Mafia, il Consiglio dei ministri scioglie il Comune di Tropea
Inevitabile, dunque, il diretto riferimento: «Di solito un magistrato non commenta mai il lavoro di un collega, ma è ovvio che quando si preparano le liste nei paesi piccoli, chi le compone sa chi sceglie. Le liste vengono fatte in base al numero delle parentele. Non voglio riferirmi allo scioglimento del Comune di Tropea, ma è questo quello che accade in genere. I patti col diavolo, i politici, i candidati, sia ai Comuni, sia alle Regionali e alle Politiche, si fanno nelle ultime 48 ore, quando al candidato viene l’ansia di non essere votato. E i patti col diavolo non si sciolgono mai, quindi bisogna non farsi prender l’ansia di non essere eletti, ma la volta successiva bisogna farsi trovare preparati».
Sul “Perché non cambia nulla” il procuratore ha illustrato perfettamente la situazione tipo. Con lo scioglimento - in linea generale - si eliminano gli amministratori, ma non i quadri, spesso risultato di quella maggioranza politica. Molti, infatti sarebbero i responsabili di settore, collettori tra lo ‘ndranghetista e l’amministrazione: «Andrebbe rivista la norma in modo che possano essere rimossi anche i funzionari comunali. C’è chi vorrebbe cacciare solo il candidato che ha avuto rapporti con la ‘ndrangheta. Ma è troppo facile, perché senza i suoi voti non ci sarebbe stato il sindaco. Io proporrei di eliminare tutti i soggetti border line».

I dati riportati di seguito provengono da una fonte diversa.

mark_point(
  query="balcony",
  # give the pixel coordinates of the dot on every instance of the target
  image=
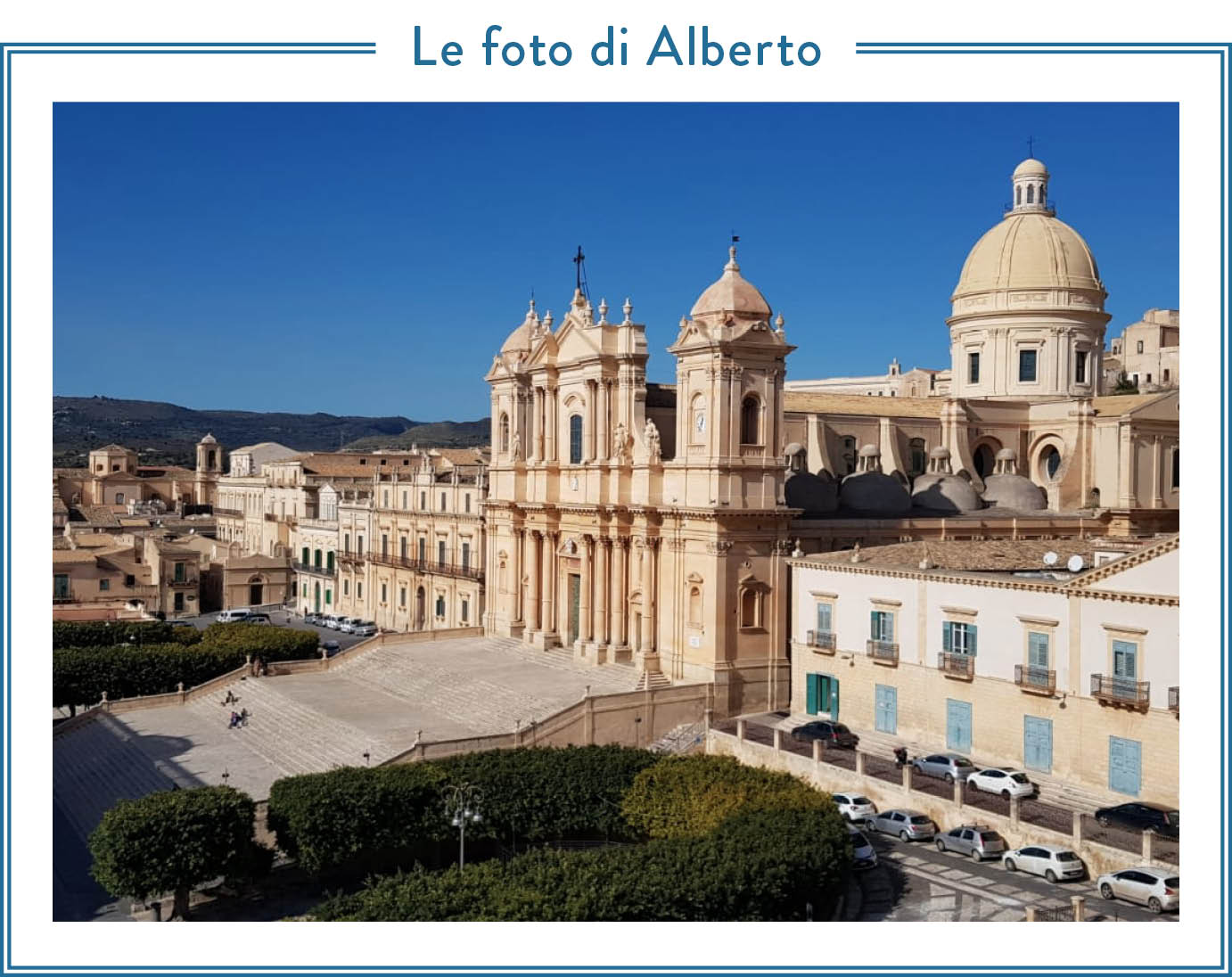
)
(1031, 679)
(884, 652)
(821, 641)
(1116, 692)
(957, 666)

Quindi focus sul fenomeno, il consenso sociale di cui gode, la capacità della mafia di mimetizzarsi e di evolversi con la società. Una partita “in pareggio” tra Stato-mafia: «Noi non dobbiamo misurare i successi dello Stato dal numero degli arrestati. Spesso indagini mediocri vengono veicolate come grandi risultati e spesso i giornalisti non hanno il tempo di fare inchiesta, di fare le loro indagini e questo avviene perché non ci sono soldi, ci sono giornalisti che scrivono gratis o ricevono 10 o 20 euro per un articolo e questo si chiama schiavismo, ma l’amore dei ragazzi per il giornalismo li porta a subire queste vessazioni. Quindi, spesso, non c’è una corretta informazione e si diventa megafoni del giudice Gratteri o di quella forza dell’ordine, spesso si fanno le squadre, con chi sta da un lato e chi sta dall’altro».